Efikasi masih di atas ambang matas, vaksin Sinovac layak Ilustrasi. Pixabay

Efikasi vaksin buatan China, seperti Sinovac, masih di atas ambang batas yang ditetapkan organisasi kesehatan dunia, WHO. Sehingga, masih layak digunakan.

"Pokoknya WHO mengumumkan efikasi 50% minimal. Jadi apapun yang di atas 50% itu layak. Yang penting dia aman," kata Ketua Tim Advokasi Pelaksanaan Vaksinasi sekaligus Juru Bicara dari PB Ikatan Dokter Indonesia (IDI) Iris Rengganis kepada wartawan, Selasa (13/4).

Sebab, kata dia, uji coba maupun uji klinis vaksin Sinovac sudah dilakukan. "Di Brasil sendiri, kan 50,4 atau 50,3% kalau enggak salah Sinovac, tetap dipakai. Karena kita butuh di masa pandemi, jadi kita tidak terlalu lihat merk lagi saat ini," ujarnya.

Yang terpenting menurutnya, vaksinnya tersedia dan aman. "Nanti masalah efektivitas kan sambil berjalan. Kalau perlu nanti diulang, jadi enggak perlu diributkan. Yang penting dari WHO bisa lolos efikasinya. Segala penelitian kita lihat efektivitas vaksin," ujarnya.

Dia menuturkan, efikasi vaksin tidak memiliki dampak ke kesehatan. "Yang penting enggak berdampak buruk pada kesehatan. Tidak meracuni kita lah, tetap aman," ungkapnya.

Dia menyatakan, efikasi vaksin Covid-19 tidak bisa dibandingkan. "Efikasi tiap negara kan berbeda.
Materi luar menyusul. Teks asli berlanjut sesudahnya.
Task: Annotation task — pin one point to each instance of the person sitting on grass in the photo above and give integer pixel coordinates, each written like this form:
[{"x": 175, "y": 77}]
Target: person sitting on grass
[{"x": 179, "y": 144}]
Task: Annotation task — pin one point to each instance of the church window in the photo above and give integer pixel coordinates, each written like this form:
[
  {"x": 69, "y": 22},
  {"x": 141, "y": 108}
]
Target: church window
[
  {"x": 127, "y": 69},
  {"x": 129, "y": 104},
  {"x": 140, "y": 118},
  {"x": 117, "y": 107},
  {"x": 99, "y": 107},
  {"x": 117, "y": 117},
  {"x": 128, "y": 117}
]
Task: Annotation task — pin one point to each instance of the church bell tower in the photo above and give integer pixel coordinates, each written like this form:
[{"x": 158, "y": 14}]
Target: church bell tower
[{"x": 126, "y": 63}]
Kita lihat saja sambil waktu berjalan nanti efektivitas vaksin yang akan kita lihat nantinya," tuturnya.

Lebih lanjut, dia mengatakan, rencana mendatangkan vaksin Moderna dan Pfizer dalam rangka untuk memenuhi kebutuhan di Tanah Air. "Karena kan enggak mencukupi," tuturnya.

Dia mengungkapkan, sekitar 70% masyarakat Indonesia ditargetkan menerima vaksinasi Covid-19. "Jadi, membutuhkan vaksin lebih banyak, kita menginginkan dari negara lain, untuk memenuhi kebutuhan, agar herd immunity tercapai," pungkas Iris.